Предыдущая глава |
↓ Содержание ↓
↑ Свернуть ↑
| Следующая глава |
Царь, задумчиво глядя в даль, не докурив, заменил первую папиросу следующей. Затянулся, украдкой проследил за взглядом гостя... Вильгельм, судя по всему, действительно подуставший из-за сегодняшней суматохи и маневров, а, возможно, и несколько выбитый из колеи уже сейчас, отсутствием привычного расклада, где он — лектор, а Никки — почтительный но не особо способный ученик, умиротворенно взирал на свои и русские корабли, на чаек, на море, на бездонное синее небо с небольшими крутинками белых облаков. Весь его вид выражал спокойствие и отрешенность. Пожалуй, в первый раз за всю историю их встреч. Хотя, возможно, что и хороший коньяк сказал свое веское слово. Обычно кайзер в присутствии царя позволял себе только легкие вина.
— Ники... Ты видишь?
— Что именно, Вилли?
— Какие могучие красавцы... Какая всесокрушающая мощь! Признайся, ради этого стоит жить? Не правда ли? — На Вильгельма явно находило лирическое настроение.
— Согласен. Хороши...
— А сколько сил и здоровья я положил, чтобы немцы осознали необходимость флота. Причем именно флота из эскадр однотипных броненосцев, таких как эти "Виттельсбахи"... Скоро, мой дорогой кузен, я покажу тебе "Брауншвейга", вот это получилась машина! Ты оценишь, я знаю. Его-то мы и сравним с твоим "Александром".
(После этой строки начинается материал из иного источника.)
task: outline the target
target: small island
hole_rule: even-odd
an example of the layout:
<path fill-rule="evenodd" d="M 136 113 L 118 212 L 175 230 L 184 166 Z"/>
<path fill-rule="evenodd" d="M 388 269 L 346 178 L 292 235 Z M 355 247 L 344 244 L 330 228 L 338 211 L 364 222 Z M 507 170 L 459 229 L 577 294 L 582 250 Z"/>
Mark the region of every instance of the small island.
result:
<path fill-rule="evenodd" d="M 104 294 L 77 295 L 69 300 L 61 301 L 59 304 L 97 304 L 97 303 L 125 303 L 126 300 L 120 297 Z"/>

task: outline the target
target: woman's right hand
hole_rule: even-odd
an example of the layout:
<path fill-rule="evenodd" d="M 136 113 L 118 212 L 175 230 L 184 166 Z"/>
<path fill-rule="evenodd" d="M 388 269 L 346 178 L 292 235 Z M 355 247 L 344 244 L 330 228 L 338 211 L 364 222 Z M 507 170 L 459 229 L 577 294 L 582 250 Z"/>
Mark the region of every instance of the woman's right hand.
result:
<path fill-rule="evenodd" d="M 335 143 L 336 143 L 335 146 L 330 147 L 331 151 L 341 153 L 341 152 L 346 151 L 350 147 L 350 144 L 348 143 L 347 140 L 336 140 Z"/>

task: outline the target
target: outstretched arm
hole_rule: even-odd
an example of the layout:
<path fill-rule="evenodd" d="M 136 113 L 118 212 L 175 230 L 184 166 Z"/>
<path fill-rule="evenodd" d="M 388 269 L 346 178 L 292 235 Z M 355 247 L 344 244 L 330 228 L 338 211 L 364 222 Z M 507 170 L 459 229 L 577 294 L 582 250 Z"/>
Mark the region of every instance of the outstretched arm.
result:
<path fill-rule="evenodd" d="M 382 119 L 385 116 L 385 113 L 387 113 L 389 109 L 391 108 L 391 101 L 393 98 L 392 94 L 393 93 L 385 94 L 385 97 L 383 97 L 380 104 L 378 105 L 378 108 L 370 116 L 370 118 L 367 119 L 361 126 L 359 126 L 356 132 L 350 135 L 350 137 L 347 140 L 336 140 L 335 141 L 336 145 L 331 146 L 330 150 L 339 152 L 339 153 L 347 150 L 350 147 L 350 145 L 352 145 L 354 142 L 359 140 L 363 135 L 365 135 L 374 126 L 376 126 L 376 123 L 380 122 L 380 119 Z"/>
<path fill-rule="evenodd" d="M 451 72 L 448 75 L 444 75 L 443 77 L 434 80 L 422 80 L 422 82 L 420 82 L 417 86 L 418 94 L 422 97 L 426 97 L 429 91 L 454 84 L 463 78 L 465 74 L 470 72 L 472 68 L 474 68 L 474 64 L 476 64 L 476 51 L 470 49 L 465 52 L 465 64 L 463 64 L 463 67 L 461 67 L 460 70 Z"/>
— Только будет ли смысл сравнивать? Жаль, но их время уже безвозвратно уходит.
— То есть как? Почему "уходит"? — слегка встрепенулся Вильгельм, вопросительно взглянув на Николая.
— Через год-два все эти юные красавцы, и мои, и твои, окажутся безнадежно устаревшими немощными стариками. Ибо им на смену придет совсем иной класс кораблей.
— Какой это иной? О чем ты, мой дорогой? О больших миноносцах? Или о подлодках? Я ежедневно занимаюсь военно-морскими вопросами и ничего иного, кроме броненосца, как станового хребта флота, себе не представляю.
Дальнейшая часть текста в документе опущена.